Katherine Van Winkle Palmer grew up in Oakville, Washington. She was the only female member of her high school graduating class who went to college. At the University of Washington, she became a member of the Alpha Theta chapter of Alpha Delta Pi.
She served as chapter president and was a member of the Class of 1918. According to an article in a 1920 edition of The Adelphean, she became interested in geology:
while studying with Dr. C. E. Weaver, who was a patron of the sorority. The last two quarters of her senior year, Katherine spent at the University of Oregon as an assistant in the department of geology and paleontology. She also took enough courses to enable her to graduate with her class at Washington.
Her senior thesis was on the Oligocene fossils of the Chehalis Valley in Washington. With Dr. Weaver as her advisor, she studied the fossils of this area of Washington. She reported on 24 previously undescribed species of clams and snails and presented evidence of a faunal zone of the lower Oligicene age. Her report of her discoveries, Paleontology of the Oligicene of the Chehalis Valley, Washington, was published in a University of Washington geology bulletin.

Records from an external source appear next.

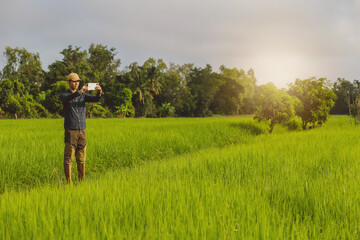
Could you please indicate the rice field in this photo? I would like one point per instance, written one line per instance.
(213, 178)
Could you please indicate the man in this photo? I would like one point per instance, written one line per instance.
(75, 124)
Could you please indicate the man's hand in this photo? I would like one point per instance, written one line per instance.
(84, 89)
(98, 88)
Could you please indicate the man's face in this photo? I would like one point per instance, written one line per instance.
(73, 85)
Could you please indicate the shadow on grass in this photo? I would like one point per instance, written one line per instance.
(253, 127)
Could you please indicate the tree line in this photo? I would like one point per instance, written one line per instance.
(157, 89)
(153, 89)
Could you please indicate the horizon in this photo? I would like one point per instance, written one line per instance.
(281, 41)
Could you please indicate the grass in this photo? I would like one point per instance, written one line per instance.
(287, 185)
(32, 150)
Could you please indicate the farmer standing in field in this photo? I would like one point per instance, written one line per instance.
(75, 123)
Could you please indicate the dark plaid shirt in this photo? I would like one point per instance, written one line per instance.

After graduation, she traveled across the country to Ithaca, New York, where she was awarded a scholarship for graduate study at Cornell University. There she met two men who were influential in her life. In 1921, she married Ephraim Laurence Palmer, who earned a Ph.D. from Cornell in 1917. The second man was Cornell professor Gilbert Harris.
In 1932, Harris and Katherine Van Winkle Palmer established the Paleontological Research Institute. From 1952 until 1978, Palmer was the Institute’s Director. They founded two publications and she was integral in the publication of 150 issues of the Bulletin of American Paleontology and 20 issues of Palaeontographica Americana. She was a life trustee of both publications. Her research resulted in more than 150 publications.
Palmer became a fellow of the Geological Society of America in 1935 and an honorary member of the Society of Economic Paleontologists and Mineralogists in 1966. She was the first female to be awarded the Paleontological Society Medal for her work on Tertiary Mollusca. In 1993, the Paleontological Research Institution established the Katherine Palmer Award for amateur contributions to paleontology. These are but a few of her professional recognitions. Before her death in 1982 she published the first history of the Paleontological Research Institution.